I realized something a while back and was reminded of it again just yesterday.
We are who we are because of those around us. And obviously because God made us the way we are... blah, blah, blah. Yes that's a no-brainer. Really though, I am the person I am because of my family. I guess because they are the people I'm around the most, which I love! :)
I am so thankful and blessed to live life with these precious people who love me for who I am, which is not always an easy task, I'm sure.
I think of this especially with my dear sister. We are so alike and share the same ideas, dreams, and experiences. It's weird, really. I say that we are twins and somehow time got mixed up and I was just a few years late. You know, like some crazy movie. But, of course no one believes me. Seriously, though we have something special and I just love it. My family is really close and I'm glad that my parents made family a priority when we were younger. It definitely has paid off. And because of that, I plan to do the the same some day if God sees fit to gift me with a family.
Back to what I was saying... I am who I am because of them.
I see it in the words I use, the faces I make, and more importantly the decisions I make about life.
Yesterday, I had just gotten dressed and looked in the mirror, adjusted my shirt, and tilted my head. BAM. That was such a Lana! I instantly saw her in my mind doing the same thing and laughed to myself. I will always make toffee like my mom does, like her mom did. I am a physical touch person, like my dad. I talk weird sometimes and my words don't always make sense... thanks to Matt :)
These are just trivial, silly things. But there are also life changing decisions I have made because I look up to my siblings and trust my parents and I have seen the importance of honesty, the reward of faith, and the freedom of forgiveness by watching them live. And for that I am truly grateful.
Sunday, January 24, 2010
Saturday, January 16, 2010
haunting.
"For where your treasure is, there your heart will be also."- Luke 12:34
So short, so challenging.
My words are no good today...
Some words are not meant to be spoken, but kept inside to remain a mystery. Only one knows them. And that's how it should be.
Words are powerful. Be cautious with them.

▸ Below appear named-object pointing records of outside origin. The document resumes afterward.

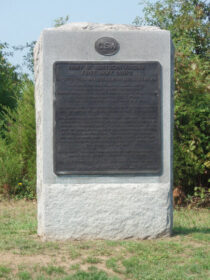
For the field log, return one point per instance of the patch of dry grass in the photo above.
(24, 256)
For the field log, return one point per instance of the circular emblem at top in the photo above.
(107, 46)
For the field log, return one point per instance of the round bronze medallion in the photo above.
(107, 46)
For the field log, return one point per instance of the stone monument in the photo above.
(104, 131)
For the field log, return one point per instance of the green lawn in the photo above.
(186, 255)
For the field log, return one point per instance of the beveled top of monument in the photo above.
(87, 26)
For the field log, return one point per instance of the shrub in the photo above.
(17, 147)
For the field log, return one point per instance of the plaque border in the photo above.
(113, 172)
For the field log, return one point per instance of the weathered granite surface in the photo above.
(101, 207)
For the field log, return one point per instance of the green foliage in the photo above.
(10, 83)
(188, 23)
(61, 21)
(17, 147)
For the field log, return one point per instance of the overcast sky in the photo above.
(22, 21)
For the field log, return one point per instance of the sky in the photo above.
(22, 21)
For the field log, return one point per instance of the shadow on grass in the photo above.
(185, 230)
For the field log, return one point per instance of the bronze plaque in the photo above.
(107, 118)
(107, 46)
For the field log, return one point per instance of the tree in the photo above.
(10, 83)
(17, 147)
(188, 22)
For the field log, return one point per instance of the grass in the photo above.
(23, 256)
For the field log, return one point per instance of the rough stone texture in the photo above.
(101, 207)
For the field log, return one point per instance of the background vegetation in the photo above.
(23, 256)
(189, 23)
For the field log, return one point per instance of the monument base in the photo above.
(105, 211)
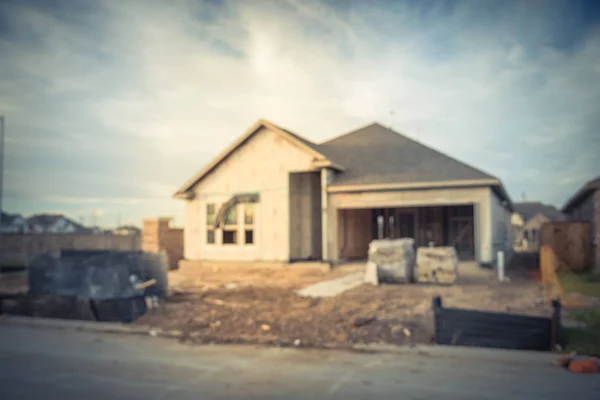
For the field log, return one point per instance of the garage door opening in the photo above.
(440, 226)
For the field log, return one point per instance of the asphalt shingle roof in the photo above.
(378, 155)
(530, 209)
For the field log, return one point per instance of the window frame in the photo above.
(248, 227)
(234, 228)
(207, 226)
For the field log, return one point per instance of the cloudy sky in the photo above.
(111, 105)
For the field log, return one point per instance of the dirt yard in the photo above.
(231, 305)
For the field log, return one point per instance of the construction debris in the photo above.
(390, 261)
(437, 265)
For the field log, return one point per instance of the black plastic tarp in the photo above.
(98, 274)
(462, 327)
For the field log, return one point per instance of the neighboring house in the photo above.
(585, 206)
(126, 230)
(12, 223)
(527, 221)
(53, 223)
(275, 196)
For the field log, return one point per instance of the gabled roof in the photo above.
(9, 219)
(530, 209)
(375, 154)
(294, 138)
(581, 194)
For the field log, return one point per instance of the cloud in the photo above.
(126, 100)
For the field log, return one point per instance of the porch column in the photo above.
(324, 215)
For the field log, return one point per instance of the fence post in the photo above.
(436, 305)
(500, 265)
(557, 332)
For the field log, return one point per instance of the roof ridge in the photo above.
(403, 135)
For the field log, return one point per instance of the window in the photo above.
(231, 226)
(210, 223)
(249, 223)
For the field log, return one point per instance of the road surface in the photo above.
(66, 364)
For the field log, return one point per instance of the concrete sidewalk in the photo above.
(421, 350)
(63, 364)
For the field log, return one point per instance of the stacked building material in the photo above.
(437, 265)
(390, 261)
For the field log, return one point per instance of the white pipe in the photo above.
(324, 216)
(500, 266)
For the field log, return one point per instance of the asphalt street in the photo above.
(43, 363)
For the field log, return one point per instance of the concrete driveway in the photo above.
(37, 363)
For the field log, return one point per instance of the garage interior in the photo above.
(439, 225)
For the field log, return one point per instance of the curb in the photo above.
(87, 326)
(479, 353)
(423, 350)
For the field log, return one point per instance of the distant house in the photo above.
(126, 230)
(13, 223)
(584, 205)
(54, 223)
(527, 220)
(273, 196)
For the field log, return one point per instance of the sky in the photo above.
(110, 106)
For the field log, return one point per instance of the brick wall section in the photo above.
(157, 236)
(16, 247)
(596, 231)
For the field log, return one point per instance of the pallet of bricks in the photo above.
(395, 261)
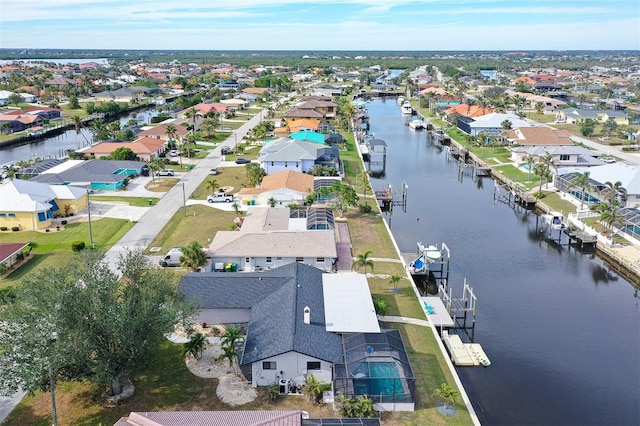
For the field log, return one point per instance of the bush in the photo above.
(78, 246)
(364, 208)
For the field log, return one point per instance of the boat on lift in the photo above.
(417, 124)
(426, 255)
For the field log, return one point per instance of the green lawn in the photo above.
(181, 229)
(55, 247)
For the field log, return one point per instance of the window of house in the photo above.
(313, 365)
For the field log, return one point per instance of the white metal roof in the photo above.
(348, 307)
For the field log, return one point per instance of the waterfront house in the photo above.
(298, 155)
(160, 132)
(146, 148)
(301, 321)
(10, 253)
(318, 111)
(491, 124)
(31, 205)
(573, 115)
(284, 187)
(109, 175)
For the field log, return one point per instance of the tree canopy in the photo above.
(85, 322)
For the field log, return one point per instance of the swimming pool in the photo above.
(383, 378)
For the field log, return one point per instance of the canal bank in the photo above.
(624, 258)
(548, 316)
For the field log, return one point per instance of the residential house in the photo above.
(215, 418)
(146, 148)
(572, 115)
(18, 123)
(10, 253)
(31, 205)
(160, 132)
(284, 188)
(302, 321)
(109, 175)
(290, 154)
(124, 94)
(628, 176)
(491, 124)
(262, 250)
(563, 155)
(537, 136)
(319, 111)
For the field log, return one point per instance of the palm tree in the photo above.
(362, 260)
(394, 280)
(77, 123)
(614, 190)
(192, 256)
(581, 182)
(193, 114)
(153, 168)
(213, 185)
(530, 161)
(195, 346)
(549, 163)
(446, 393)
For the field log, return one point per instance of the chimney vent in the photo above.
(307, 315)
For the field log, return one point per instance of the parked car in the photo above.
(172, 258)
(166, 172)
(220, 197)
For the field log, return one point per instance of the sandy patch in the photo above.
(231, 389)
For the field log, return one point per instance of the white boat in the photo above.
(417, 124)
(426, 255)
(406, 108)
(554, 220)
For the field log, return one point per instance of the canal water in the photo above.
(55, 147)
(561, 328)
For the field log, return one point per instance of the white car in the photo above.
(166, 172)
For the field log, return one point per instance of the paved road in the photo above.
(150, 224)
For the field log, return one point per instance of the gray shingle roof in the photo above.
(91, 171)
(277, 299)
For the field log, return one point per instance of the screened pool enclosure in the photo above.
(377, 365)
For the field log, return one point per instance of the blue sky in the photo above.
(321, 25)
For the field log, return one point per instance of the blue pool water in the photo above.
(384, 379)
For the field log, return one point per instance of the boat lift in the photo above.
(461, 310)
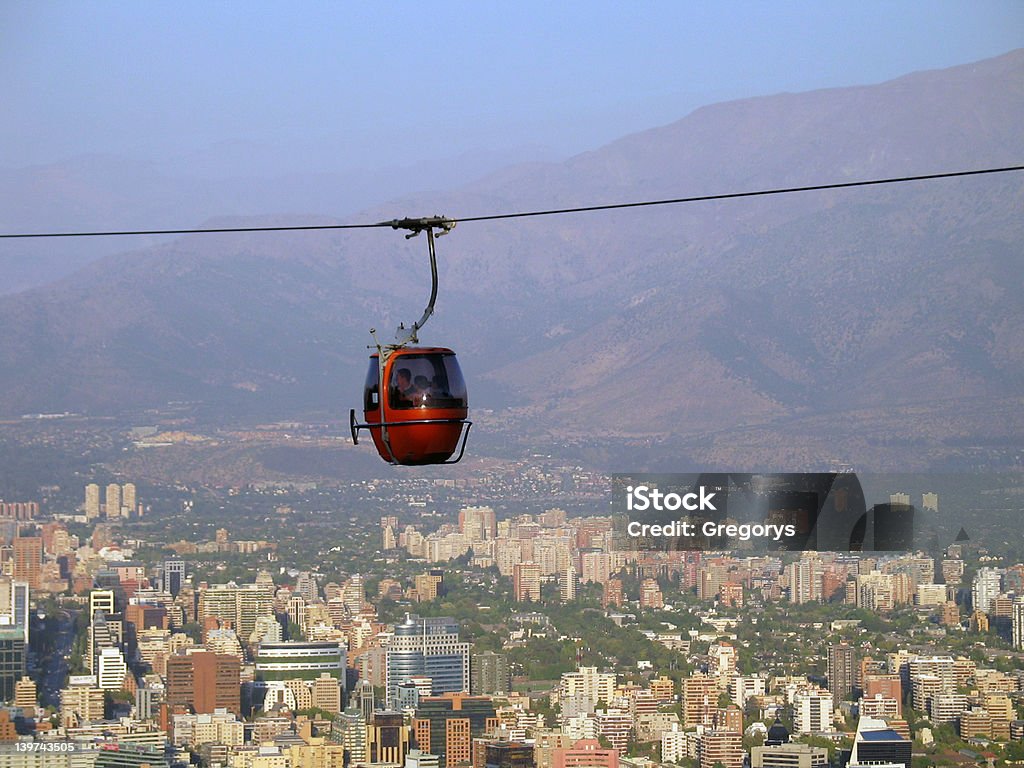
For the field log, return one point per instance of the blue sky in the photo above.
(323, 86)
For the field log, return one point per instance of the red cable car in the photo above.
(424, 412)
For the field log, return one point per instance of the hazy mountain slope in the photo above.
(669, 321)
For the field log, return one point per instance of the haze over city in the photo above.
(201, 564)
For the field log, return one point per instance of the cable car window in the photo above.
(429, 381)
(371, 400)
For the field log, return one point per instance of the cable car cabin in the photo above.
(424, 410)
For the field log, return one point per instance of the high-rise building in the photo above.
(349, 729)
(128, 499)
(721, 748)
(204, 681)
(300, 659)
(91, 501)
(526, 582)
(612, 593)
(587, 753)
(14, 605)
(113, 500)
(387, 738)
(81, 701)
(699, 699)
(28, 560)
(240, 604)
(790, 756)
(842, 664)
(366, 699)
(489, 673)
(812, 711)
(887, 686)
(805, 580)
(428, 586)
(568, 584)
(446, 725)
(986, 586)
(509, 755)
(173, 576)
(1017, 623)
(427, 647)
(477, 523)
(650, 594)
(878, 744)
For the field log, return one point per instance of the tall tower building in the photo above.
(526, 582)
(427, 647)
(842, 664)
(812, 712)
(174, 576)
(1017, 623)
(489, 674)
(113, 500)
(986, 586)
(568, 584)
(805, 580)
(128, 500)
(91, 501)
(28, 560)
(205, 681)
(14, 606)
(366, 699)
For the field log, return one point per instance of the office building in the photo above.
(699, 699)
(28, 557)
(842, 664)
(812, 711)
(387, 738)
(113, 500)
(14, 605)
(427, 647)
(586, 753)
(985, 588)
(526, 582)
(91, 501)
(173, 576)
(788, 756)
(509, 755)
(240, 604)
(489, 673)
(878, 744)
(446, 725)
(203, 681)
(718, 748)
(300, 660)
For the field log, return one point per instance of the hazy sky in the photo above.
(210, 87)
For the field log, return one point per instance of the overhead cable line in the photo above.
(404, 223)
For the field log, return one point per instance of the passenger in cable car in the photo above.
(402, 390)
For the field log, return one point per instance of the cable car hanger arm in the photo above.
(402, 335)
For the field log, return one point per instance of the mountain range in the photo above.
(882, 326)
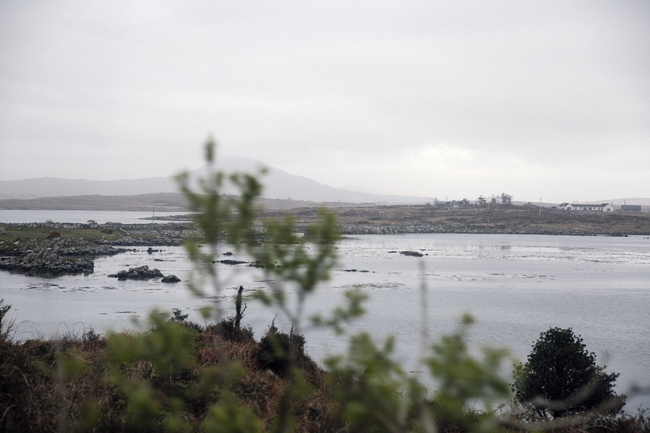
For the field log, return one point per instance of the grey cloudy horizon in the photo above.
(543, 99)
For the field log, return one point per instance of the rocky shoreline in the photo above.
(52, 257)
(379, 229)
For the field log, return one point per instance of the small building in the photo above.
(603, 207)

I'm trying not to use so many these days.
Good day.
Friday, January 8, 2010
Where does one start?
Well as anyone who reads this blog (which is not many, though i'm not complaining) knows... It's been a while. Due to a few reasons. But not anymore :) I'm ready to start writing much more, a new years resolution perhaps? Nah, just one more thing i'm aspiring to. I really don't know what to even write about at this point. When so much life happens and you don't really know who all you're talking to and what they know and don't know, it's quite difficult. Maybe I will reflect on the last year, since that's a recent happening ;) Well here goes, let's see what happens...
Peter Pan and Aladdin. Two shows I was in last year. Those were really testing, good times. What's amazing about being in a production is that before it starts you know there will be challenges, but you don't really know what they will be yet, only that they will come. And then, then you get into rehearsals and things aren't always as you want and were thinking they would be, and you have that Ah-ha! moment. "THESE are the challenges I knew would come!" And with plenty of sisterly and motherly advice you get through them one by one, from a horrible costume, difficult people or maybe the fact that your co-actors are a group of 30 eight year olds. Yes, it happens. But even through all of the problems and trials there is something about being apart of a group of people with a common purpose that is just wonderful and exciting and makes me happy just thinking about it.
Alaska. Another family vacation. I think it's probably safe to say that some of, if not most of the best moments in my life have been in a far away place, on an adventure, with my family. Some of our extended family was a part of this trip, which was so much fun! (I'll still pretty convinced that I have the best family in the world.) Before, I didn't really know much about Alaska besides the fact that Sarah Palin was the governor and that is was full of coldness, bears, and whales. And though Alaska is known for those things for a reason, it also has much more to offer, which I discovered while spending time there. I believe a previous post has more on my Alaska adventure if you're interested.
Then, a few weeks after we returned home from Alaska, my dad decided the cruise was just a teaser and stole my mother away onto a romantic, month-long, motorhome trip to... yes, Alaska. My cousin flew here from AZ and we had a wonderful visit and I didn't think about them being gone. Then after she left, it was kind of a weird time for me; living without parents, having to do stuff I'm not used to doing without them. It was really good for me. Some people think that there is a magical age when you have to grow up or become mature and maybe for some there is, but I think it comes when you don't expect it (cliche, I know.) And for me, I grew a lot during that month, because I had to take responsibility for things I wasn't used to being in charge of. I love my parents and I'm so glad they were able to take that trip, and I'm glad I learned a lot by them being gone... but I have to say, It's really nice having parents. Around :)
And now I'm looking ahead, hoping for a year with exciting adventure, more knowledge, new creations, continued friendship, and a deeper understanding of Christ Jesus, my Lord.